The report stated that while the Covid-19 shock temporarily disrupted Pakistan’s progress under the program supported by the IMF’s Extended Fund Facility (EFF), the authorities’ policies have been critical in supporting the economy and saving lives and livelihoods. Aside from health-related containment measures, their response included a temporary fiscal stimulus, large expansion of social safety nets, monetary policy support, and targeted financial initiatives. These measures, supported by sizable emergency financing from the international community, including under an RFI, helped contain the first Covid-19 wave of cases and the impact on the economy. Growth slowed to –0.4 percent in FY 2020 (July–June), but is expected to recover to 1.5 percent in FY 2021. The external position improved, and inflation continued to decelerate through early 2021 despite supply-driven spikes in food prices. However, a second Covid-19 wave is unfolding, triggering exceptionally high uncertainty and downside risks.
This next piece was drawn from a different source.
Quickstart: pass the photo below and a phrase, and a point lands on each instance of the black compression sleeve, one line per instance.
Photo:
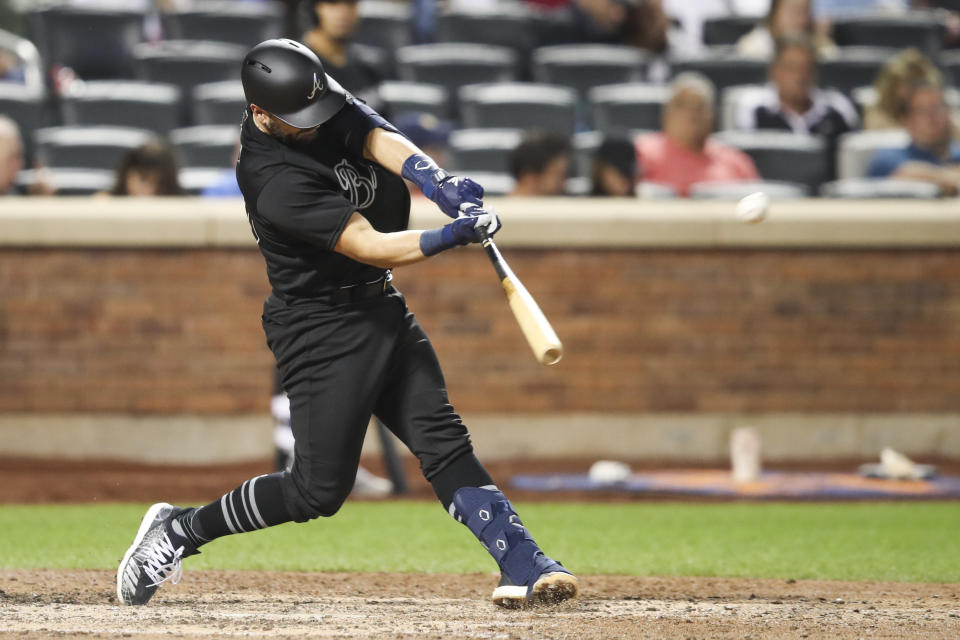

The international lender has predicted Pakistan’s Gross Domestic Product (GDP) to grow by 4.0 percent by next fiscal year (2021-22). According to the IMF, the economic growth rate in 2024 could be 5 percent, while this year the rate of inflation will be 8.7 percent. Inflation is likely to rise to 8% in 2022, while the rate of revenue growth in the economy will increase by 0.5% in 2020.

The IMF has projected Pakistan’s fiscal adjustment at a staggering Rs 1.7 trillion (USD 11 billion) in the next two fiscal years, aiming to contain a highly unsustainable public debt at current levels, a route that could address structural economic issues but seems politically unpopular.

The IMF had forecast 1.5% growth in gross domestic product (GDP) for the current fiscal year 2020-21 but then felt it could be higher after good data in January and February, IMF Mission Chief for Pakistan Ernesto Ramirez Rigo said. 

“Now with this third wave, perhaps we might be in a situation where we need to dampen a bit our expectations relative to the upside to the forecast,” he said, adding that Pakistan would also need to adjust its annual budget.

Pakistan has recorded more than 700,000 COVID-19 infections and 15,000 related deaths since the start of the pandemic.

It has seen a sharp rise in daily infections in the last 10 days, and officials said this week there were now more people in intensive care than at any other point during the pandemic.

The IMF’s economic growth forecast is half of the 3% growth projected by Pakistan’s central bank.

Rigo said the IMF was in constant touch with Pakistani authorities about economic targets and fiscal revisions amid the continuing uncertainty caused by the pandemic.

The IMF approved a $500 million disbursement to Pakistan last month for budget support after competing delayed reviews of the country’s $6 billion Extended Fund Facility programme.